16 February 2006

Rediscovered! REM - Dead Letter Office

    I suppose if we had any shame we would have never allowed this little gem to see the light of day.
      Peter Buck

Often lately I find myself at a loss for what to post. I've decided I need a few recurring themes I can fall back on when nothing else strikes me. To that end, here is the first in what I hope will be an ongoing series titled "Rediscovered!" Every so often, I dig a CD out of our collection and say, "I haven't listened to this in ages." Then I rip it, fire up the long neglected tracks, and remember why I liked them so much.

So, I figured I'd highlight some of this rediscovered music and talk about it a little. As the title says, today's rediscovered album is REM's Dead Letter Office. I dug this out after Jeri posted a Megashuffle that included "Ages of You," the second song on the second side (when there were such things as sides). The album is an apropos choice in that the album itself is a collection of dusted-off rarities and b-sides from their days at IRS records. Most bands put out one of these collections at some point. This came out as REM made the switch to the Warner label.

Not everyone likes rarity collections, and often you need to be a fan to appreciate this type of work. I think material Dead Letter Office is stronger than what you'll find on the average collection. There are several decent covers, including three of Velvet Underground songs ("There She Goes Again," "Pale Blue Eyes," and "Femme Fatale") and one of Aerosmith's "Toys in the Attic." Then there's the cover of Roger Miller's "King of the Road," the song REM guitarist Peter Buck is talking about in the quote above, taken from his liner notes.

While I'm on that subject, Peter Buck's liner notes are one of the particular treasures of this album. They're have a dry, often self-deprecating humor to them. Of "King of the Road," Buck goes on to say that, "If there was any justice in the world, Roger Miller should be able to sue for what we did to this song." They also provide insight into the band's musical influences, and they capture the pure fun they were having. (You can find the liner notes when you click on Dead Letter Office in the discography section of REM's web site.)

In addition to the covers, there are several straight-up songs reminiscent of REM's early years. "Ages of You," which I mentioned earlier, "Burning Down" and "Crazy" fit this build. Once track, "Burning Hell" is something of a window into the distorted guitars and growling vocals of REM's future work on albums like Monster.
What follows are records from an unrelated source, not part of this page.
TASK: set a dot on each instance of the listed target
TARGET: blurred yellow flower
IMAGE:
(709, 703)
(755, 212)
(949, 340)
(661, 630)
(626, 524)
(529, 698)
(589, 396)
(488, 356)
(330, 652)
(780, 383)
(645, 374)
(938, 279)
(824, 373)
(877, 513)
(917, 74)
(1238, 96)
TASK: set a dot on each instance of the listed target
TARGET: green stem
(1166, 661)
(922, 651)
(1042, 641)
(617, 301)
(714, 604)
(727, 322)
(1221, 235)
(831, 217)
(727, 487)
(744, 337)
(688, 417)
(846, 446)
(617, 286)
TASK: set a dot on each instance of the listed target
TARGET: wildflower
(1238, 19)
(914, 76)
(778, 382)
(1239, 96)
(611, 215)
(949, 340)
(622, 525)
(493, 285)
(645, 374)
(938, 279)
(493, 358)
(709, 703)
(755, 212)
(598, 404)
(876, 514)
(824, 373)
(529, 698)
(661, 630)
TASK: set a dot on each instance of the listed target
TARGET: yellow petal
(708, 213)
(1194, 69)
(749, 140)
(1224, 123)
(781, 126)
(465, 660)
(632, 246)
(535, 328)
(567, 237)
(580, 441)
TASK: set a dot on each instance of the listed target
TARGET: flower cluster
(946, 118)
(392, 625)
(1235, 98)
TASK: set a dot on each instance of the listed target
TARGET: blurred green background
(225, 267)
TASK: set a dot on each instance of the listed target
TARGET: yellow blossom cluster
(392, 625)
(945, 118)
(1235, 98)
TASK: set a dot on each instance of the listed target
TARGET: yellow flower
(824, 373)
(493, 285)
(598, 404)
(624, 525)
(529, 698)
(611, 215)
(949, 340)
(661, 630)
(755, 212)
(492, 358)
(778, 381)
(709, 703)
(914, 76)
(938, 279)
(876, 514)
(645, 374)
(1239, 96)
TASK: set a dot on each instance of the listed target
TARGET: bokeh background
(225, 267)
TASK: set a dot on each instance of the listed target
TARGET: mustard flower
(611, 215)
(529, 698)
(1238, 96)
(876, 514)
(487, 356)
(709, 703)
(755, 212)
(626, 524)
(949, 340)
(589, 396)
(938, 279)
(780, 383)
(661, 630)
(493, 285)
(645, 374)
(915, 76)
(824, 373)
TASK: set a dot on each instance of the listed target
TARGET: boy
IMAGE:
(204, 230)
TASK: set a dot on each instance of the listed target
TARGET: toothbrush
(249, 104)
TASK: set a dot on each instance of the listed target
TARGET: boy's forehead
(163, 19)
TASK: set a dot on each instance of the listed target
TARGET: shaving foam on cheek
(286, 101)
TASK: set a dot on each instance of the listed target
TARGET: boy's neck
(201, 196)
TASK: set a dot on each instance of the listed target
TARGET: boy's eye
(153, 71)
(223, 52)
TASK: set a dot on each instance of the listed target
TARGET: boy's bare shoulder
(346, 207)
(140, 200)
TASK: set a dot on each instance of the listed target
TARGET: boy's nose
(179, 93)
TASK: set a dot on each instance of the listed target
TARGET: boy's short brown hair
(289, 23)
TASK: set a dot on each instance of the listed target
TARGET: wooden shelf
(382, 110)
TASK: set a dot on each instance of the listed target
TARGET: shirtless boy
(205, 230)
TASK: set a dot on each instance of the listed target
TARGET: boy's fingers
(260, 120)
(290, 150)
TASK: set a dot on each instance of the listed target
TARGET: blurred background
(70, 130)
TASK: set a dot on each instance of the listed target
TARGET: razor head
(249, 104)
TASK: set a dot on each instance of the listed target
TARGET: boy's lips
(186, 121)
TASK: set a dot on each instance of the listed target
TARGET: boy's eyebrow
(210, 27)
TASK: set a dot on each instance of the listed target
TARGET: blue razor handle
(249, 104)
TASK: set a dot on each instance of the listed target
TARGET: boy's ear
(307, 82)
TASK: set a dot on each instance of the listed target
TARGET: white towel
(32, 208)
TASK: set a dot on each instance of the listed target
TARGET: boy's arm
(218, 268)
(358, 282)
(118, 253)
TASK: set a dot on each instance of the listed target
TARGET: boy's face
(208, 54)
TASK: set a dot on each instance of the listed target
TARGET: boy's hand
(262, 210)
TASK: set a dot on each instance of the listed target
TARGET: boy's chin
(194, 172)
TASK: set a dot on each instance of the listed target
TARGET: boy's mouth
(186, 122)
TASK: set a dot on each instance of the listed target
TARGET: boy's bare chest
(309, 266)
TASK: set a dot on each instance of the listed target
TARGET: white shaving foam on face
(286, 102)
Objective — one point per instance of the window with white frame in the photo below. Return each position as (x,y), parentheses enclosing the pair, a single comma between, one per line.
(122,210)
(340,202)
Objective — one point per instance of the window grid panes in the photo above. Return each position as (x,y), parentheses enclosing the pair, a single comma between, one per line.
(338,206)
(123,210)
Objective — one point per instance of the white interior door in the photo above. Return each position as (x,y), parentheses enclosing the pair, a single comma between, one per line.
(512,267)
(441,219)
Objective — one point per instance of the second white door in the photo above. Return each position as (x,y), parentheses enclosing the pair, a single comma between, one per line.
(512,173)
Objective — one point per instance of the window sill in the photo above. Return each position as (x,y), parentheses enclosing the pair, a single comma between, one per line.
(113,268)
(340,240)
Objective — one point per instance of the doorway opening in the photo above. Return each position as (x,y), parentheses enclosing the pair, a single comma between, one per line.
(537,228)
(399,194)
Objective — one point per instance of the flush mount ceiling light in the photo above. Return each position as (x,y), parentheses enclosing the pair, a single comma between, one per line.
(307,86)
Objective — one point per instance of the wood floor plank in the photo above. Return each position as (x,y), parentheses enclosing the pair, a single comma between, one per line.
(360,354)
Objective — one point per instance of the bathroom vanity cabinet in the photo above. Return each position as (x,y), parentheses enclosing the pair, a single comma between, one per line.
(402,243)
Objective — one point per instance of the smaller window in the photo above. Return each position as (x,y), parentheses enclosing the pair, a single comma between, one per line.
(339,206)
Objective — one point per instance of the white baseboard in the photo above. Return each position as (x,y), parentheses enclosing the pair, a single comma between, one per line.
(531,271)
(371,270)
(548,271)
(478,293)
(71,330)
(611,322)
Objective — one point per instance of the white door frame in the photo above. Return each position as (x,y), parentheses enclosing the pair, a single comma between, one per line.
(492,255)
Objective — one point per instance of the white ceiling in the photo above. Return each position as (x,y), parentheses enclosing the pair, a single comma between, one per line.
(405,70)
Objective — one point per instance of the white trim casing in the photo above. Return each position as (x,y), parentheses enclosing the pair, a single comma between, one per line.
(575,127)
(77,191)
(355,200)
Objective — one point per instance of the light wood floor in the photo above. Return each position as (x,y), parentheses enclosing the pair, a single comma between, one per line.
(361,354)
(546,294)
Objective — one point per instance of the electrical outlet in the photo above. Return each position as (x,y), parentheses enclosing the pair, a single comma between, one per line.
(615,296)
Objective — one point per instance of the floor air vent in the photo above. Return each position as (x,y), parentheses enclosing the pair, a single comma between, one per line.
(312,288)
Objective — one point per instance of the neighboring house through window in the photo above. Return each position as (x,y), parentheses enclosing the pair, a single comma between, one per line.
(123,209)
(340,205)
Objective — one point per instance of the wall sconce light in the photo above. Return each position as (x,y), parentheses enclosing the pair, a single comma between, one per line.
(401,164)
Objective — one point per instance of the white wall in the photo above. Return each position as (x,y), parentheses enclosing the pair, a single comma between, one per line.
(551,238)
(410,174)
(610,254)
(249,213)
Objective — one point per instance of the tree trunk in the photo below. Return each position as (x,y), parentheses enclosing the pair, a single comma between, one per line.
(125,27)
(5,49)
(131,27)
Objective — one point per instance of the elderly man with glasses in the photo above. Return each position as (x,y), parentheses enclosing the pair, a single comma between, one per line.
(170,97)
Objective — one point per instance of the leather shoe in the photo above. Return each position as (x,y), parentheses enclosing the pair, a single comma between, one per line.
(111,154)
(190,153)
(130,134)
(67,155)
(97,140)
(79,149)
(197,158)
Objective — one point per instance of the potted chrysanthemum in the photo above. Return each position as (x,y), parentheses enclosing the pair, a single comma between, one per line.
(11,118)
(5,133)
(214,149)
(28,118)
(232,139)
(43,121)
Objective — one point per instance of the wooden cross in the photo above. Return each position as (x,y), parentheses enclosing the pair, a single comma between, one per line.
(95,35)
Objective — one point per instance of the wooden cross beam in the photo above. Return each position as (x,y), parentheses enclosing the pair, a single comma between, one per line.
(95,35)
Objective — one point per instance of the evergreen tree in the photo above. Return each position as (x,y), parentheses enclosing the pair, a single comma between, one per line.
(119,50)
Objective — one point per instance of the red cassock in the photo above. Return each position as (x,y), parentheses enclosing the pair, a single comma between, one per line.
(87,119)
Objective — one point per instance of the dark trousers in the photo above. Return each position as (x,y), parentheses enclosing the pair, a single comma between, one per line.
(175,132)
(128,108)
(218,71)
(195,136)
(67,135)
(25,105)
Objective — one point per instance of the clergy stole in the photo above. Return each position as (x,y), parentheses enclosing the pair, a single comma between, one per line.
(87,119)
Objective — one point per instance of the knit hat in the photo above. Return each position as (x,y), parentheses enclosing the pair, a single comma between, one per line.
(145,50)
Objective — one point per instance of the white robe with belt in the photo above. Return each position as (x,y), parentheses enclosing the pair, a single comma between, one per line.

There are a couple catchy instrumentals, my favorite being the surf-rockin' "White Tornado." And of course, there's "Voice of Harold," where Michael Stipe sings the liner notes of a gospel album over the backing track of Reckoning's "Seven Chinese Brothers." That song is, a its "lyrics" proclaim, "A must!"

One last observation, then I'll call it quits and publish.... A nice thing about rediscovering an album is that you might find something you never noticed before. That happened with Dead Letter Office. Early on in "King of the Road" you can hear Mike Mills shouting in the background. I always though he was shouting along with the song, or saying "yeah!" or "yee-haw" of something. I'm not pretty sure what he is shouting out the chord changes, something I've seen bands do often when working out a new song.